Alla scuola IMT le premiazioni di Gamedon, il torneo che insegna ai bambini l'importanza di donare sangue e plasma
30 aprile 2026
Si è svolto oggi l’evento conclusivo di Gamedon – Il grande torneo della donazione, il progetto educativo dedicato alla promozione della cultura della donazione di sangue e plasma tra i più giovani, promosso dal Game Science Research Center della Scuola IMT Alti Studi Lucca e dell’Università di Firenze, in collaborazione con Avis Regionale Toscana.
Protagonisti della giornata circa 80 bambini provenienti da cinque scuole della Piana di Lucca, che hanno partecipato alle premiazioni finali e a una sessione di gioco presso la Scuola IMT.

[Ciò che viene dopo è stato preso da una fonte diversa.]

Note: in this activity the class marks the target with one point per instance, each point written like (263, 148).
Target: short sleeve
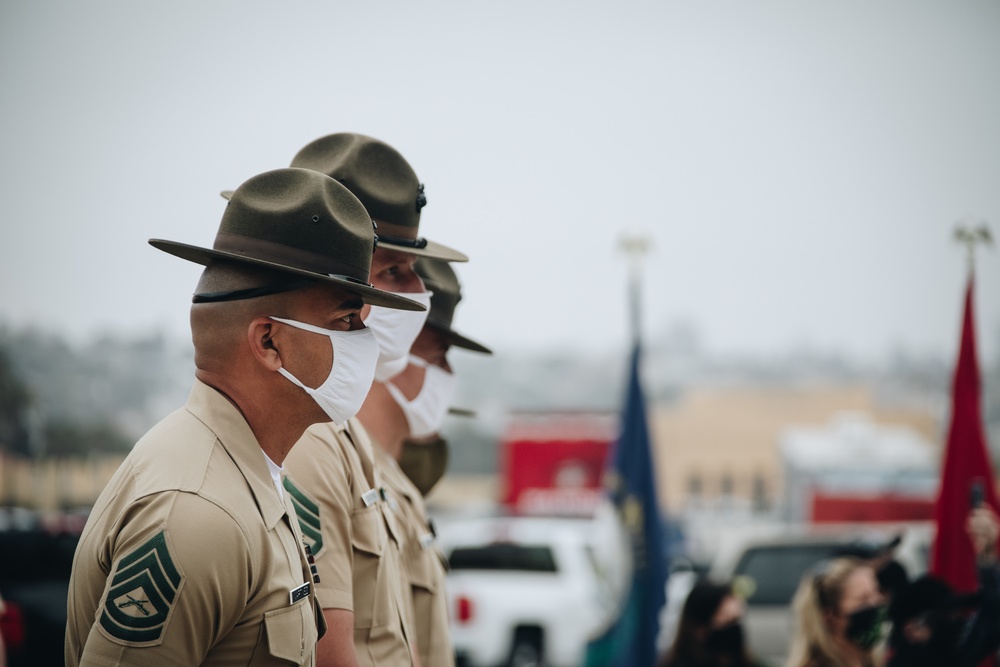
(178, 582)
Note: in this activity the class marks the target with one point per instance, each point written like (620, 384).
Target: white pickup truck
(528, 591)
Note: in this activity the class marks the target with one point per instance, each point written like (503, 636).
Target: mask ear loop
(417, 361)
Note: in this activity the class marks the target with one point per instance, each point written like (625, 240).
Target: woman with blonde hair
(840, 615)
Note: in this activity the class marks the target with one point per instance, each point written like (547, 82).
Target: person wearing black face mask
(839, 614)
(710, 633)
(932, 625)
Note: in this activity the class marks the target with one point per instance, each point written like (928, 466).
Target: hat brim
(458, 340)
(203, 256)
(432, 249)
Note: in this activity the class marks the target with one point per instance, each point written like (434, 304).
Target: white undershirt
(276, 471)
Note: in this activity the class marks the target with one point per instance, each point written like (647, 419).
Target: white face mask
(350, 378)
(426, 412)
(395, 331)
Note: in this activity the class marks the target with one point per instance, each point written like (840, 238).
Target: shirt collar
(235, 436)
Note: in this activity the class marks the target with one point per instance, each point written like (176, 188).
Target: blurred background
(798, 170)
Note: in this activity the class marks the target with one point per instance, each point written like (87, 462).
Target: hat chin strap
(418, 243)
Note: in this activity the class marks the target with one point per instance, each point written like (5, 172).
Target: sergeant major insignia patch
(143, 588)
(307, 510)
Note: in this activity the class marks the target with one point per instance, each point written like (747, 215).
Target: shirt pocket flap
(291, 632)
(365, 531)
(422, 568)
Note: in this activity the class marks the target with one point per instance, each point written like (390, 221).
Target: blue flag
(631, 640)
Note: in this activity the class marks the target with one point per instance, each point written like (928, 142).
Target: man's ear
(260, 336)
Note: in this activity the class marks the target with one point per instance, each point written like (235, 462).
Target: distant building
(855, 470)
(718, 449)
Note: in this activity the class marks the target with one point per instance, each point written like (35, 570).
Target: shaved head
(219, 328)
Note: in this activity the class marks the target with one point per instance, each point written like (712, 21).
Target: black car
(36, 557)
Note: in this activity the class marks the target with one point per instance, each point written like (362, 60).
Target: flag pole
(635, 246)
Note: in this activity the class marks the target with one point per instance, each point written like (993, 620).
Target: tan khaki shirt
(423, 564)
(332, 478)
(189, 555)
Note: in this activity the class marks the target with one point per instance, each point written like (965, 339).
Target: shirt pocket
(372, 602)
(291, 632)
(422, 567)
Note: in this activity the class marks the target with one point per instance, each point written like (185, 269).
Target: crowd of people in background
(858, 611)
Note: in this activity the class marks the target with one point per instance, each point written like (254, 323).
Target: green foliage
(69, 439)
(15, 400)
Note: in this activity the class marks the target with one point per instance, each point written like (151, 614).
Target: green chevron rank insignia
(143, 589)
(307, 510)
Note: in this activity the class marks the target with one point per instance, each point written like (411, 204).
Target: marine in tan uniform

Il progetto, attivo da ottobre 2025 a maggio 2026, ha coinvolto oltre 1100 studenti tra gli 8 e i 13 anni degli Istituti Comprensivi del territorio, con più di 400 partecipanti al torneo a punti. Le classi migliori si sono qualificate per l’evento finale, momento conclusivo di un percorso educativo che ha unito apprendimento e gioco.
Al centro dell’esperienza Capitan Avis 2.0, il gioco collaborativo sviluppato dal Game Science Research Center in partnership con AVIS, pensato per avvicinare bambini e ragazzi ai valori della solidarietà e della cittadinanza attiva. Attraverso una dinamica di rete virtuale, il gioco stimola la cooperazione: più si dona, più la comunità cresce, si rafforza e si connette.
“Abbiamo voluto coinvolgere attivamente studenti, docenti e famiglie in un percorso educativo orientato alla promozione della solidarietà e della cooperazione”, ha dichiarato Ennio Bilancini, professore di economia alla Scuola IMT e direttore del Game Science Research Center. “Il gioco si conferma uno strumento efficace per diffondere la cultura del dono e rafforzare il senso di comunità tra le nuove generazioni”.
“Coinvolgere i più giovani con strumenti vicini al loro linguaggio è fondamentale per trasmettere il valore della donazione”, hanno commentato Claudia Firenze, Presidente di Avis Regionale Toscana e Cecilia Carmassi, di Avis Zonale Piana di Lucca, Valle del Serchio. “Progetti come questo dimostrano che il gioco può essere un potente strumento educativo per avvicinare bambini e ragazzi a temi come la solidarietà e l’aiuto reciproco. Educare fin da piccoli alla cultura del dono significa contribuire a costruire comunità più consapevoli e garantire in futuro un numero sempre maggiore di donatori di sangue e plasma”.